Ray Nagin's Complacent Citizenry

I hadn't planned to have much to say today about last night's Nagin show. But since, the Mayor took the opportunity to marginalize his critics with a Nixonian appeal to the "silent majority", I thought we'd take a closer look at that claim.
One of the biggest challenges to our rebuilding together is that there is a whole lot of negative noise in our community. Not everyone, but a segment that is very skilled at getting their opinions and perspectives in the public domain. They dominate the news, the blogs, and talk radio. They are the people on the fringes - the 10% on the far right and 10% on the far left. They most often are heard above the remaining 80%, the rest of us who don't subscribe to their very narrow ways of thinking. But the voices in the middle, the reasonable ones, get drowned out by the extreme distortionists.


If the Nixon reference isn't working for you and you want something a bit more up to date, go ahead and cue up the Glenn Beck "We surround them" tape if you like. It's the same maneuver and we'll come to its meaning in just a minute.

But first, I really must take issue with the Mayor's sloppy terminology. The entire concept of a "right" and a "left" makes very little sense in the context of New Orleans politics. There are numerous small organizations, concerns, and loosely based centers of power that affect the local political landscape but they tend to center around family or business associations or other arcane specific interests. One thing we can say for certain is that none of them are rooted in an easily defined ideology. The Mayor adds to this distortion by pulling some percentages directly from his ass and applying them to his imaginary archetypes.

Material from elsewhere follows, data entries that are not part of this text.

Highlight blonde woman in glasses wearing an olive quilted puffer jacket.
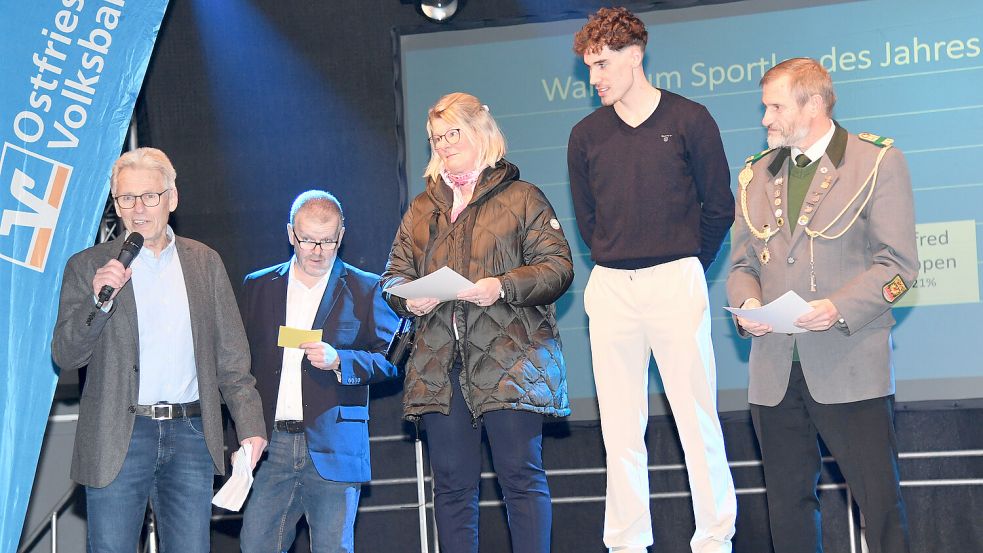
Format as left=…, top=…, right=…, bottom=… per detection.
left=383, top=93, right=573, bottom=553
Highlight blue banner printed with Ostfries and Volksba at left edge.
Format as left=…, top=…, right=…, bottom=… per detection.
left=0, top=0, right=167, bottom=552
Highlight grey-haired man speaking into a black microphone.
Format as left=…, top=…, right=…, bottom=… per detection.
left=51, top=148, right=266, bottom=553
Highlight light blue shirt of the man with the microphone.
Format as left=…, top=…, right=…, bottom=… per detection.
left=130, top=225, right=198, bottom=405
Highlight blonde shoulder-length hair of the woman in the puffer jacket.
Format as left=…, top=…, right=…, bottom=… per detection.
left=423, top=92, right=505, bottom=180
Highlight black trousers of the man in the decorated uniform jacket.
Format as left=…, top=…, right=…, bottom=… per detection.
left=751, top=362, right=909, bottom=553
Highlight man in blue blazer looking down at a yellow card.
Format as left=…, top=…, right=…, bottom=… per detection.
left=241, top=190, right=398, bottom=553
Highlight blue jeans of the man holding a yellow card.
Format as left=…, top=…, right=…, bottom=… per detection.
left=239, top=431, right=361, bottom=553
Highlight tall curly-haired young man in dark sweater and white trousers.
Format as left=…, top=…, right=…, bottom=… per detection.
left=567, top=8, right=737, bottom=553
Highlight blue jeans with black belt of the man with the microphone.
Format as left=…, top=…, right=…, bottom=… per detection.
left=85, top=417, right=215, bottom=553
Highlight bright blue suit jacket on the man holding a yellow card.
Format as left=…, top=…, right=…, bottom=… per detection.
left=241, top=259, right=399, bottom=482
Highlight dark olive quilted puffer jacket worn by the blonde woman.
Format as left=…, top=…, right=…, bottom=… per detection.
left=383, top=160, right=573, bottom=418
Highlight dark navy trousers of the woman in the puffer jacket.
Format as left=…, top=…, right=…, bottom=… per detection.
left=423, top=366, right=553, bottom=553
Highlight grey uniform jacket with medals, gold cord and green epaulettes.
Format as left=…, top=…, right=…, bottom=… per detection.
left=727, top=126, right=919, bottom=406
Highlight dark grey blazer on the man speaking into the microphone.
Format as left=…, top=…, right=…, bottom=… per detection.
left=51, top=237, right=266, bottom=487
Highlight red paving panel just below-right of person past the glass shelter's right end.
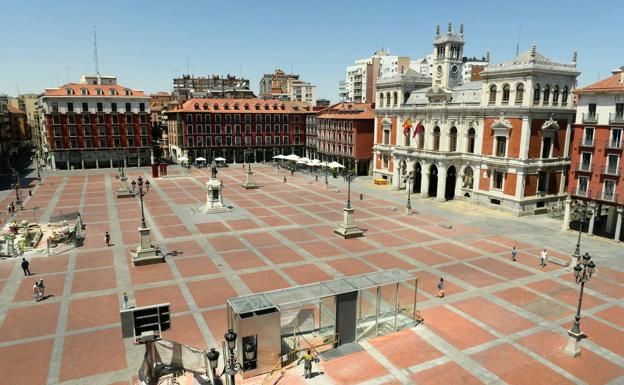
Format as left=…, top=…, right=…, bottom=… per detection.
left=452, top=297, right=535, bottom=334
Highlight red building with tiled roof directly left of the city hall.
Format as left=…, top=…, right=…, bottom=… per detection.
left=317, top=102, right=375, bottom=175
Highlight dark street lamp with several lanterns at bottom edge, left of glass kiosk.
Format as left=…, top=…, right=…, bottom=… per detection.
left=206, top=329, right=256, bottom=385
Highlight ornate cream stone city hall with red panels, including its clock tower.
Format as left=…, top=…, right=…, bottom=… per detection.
left=373, top=23, right=579, bottom=215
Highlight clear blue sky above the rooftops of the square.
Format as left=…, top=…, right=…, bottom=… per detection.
left=0, top=0, right=624, bottom=101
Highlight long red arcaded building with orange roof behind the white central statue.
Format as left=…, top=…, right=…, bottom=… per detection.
left=166, top=98, right=313, bottom=162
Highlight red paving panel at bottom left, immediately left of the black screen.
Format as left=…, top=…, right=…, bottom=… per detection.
left=60, top=328, right=127, bottom=381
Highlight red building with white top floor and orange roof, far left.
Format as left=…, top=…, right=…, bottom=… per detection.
left=38, top=76, right=152, bottom=169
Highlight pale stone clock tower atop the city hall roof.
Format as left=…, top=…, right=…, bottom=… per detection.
left=432, top=22, right=464, bottom=89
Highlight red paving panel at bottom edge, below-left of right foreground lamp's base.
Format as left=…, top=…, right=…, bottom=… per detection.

But the Mayor isn't really offering us a political analysis, he's just using alternate terminology to disparage what most of us recognize as an engaged citizenry.

In much the same way his administration has discouraged citizens from emailing their elected representatives through hostility toward the privacy rights of individuals who do so, Nagin is further frowning upon citizen involvement in municipal affairs by labeling as "extreme" anyone who takes a more than casual interest in following and commenting on the goings on.

For a Mayor elected in 2002 on a platform of bringing more transparency and interactivity to government, the message he is leaving us with in his final year is really quite remarkable. At the end of his term we find ourselves in a situation where citizens are warned that they contact their elected officials at their own risk and that the small percentage who follow and engage with the news are "extreme distortionists."

After 8 years, it seems that Mayor Transparency now prefers a city in which 80% of the populous quietly and complacently sits aside while waiting for its "Atlanta moment" (whatever that means). Just last year, Nagin's former aide and then congressional candidate Kenya Smith told a room full of people he was "outraged" at the high level of "citizen complacency" in New Orleans. Until now I didn't realize the philosophical divide in place between Smith and his former boss. It's only the phony numbers, they still seem to agree on.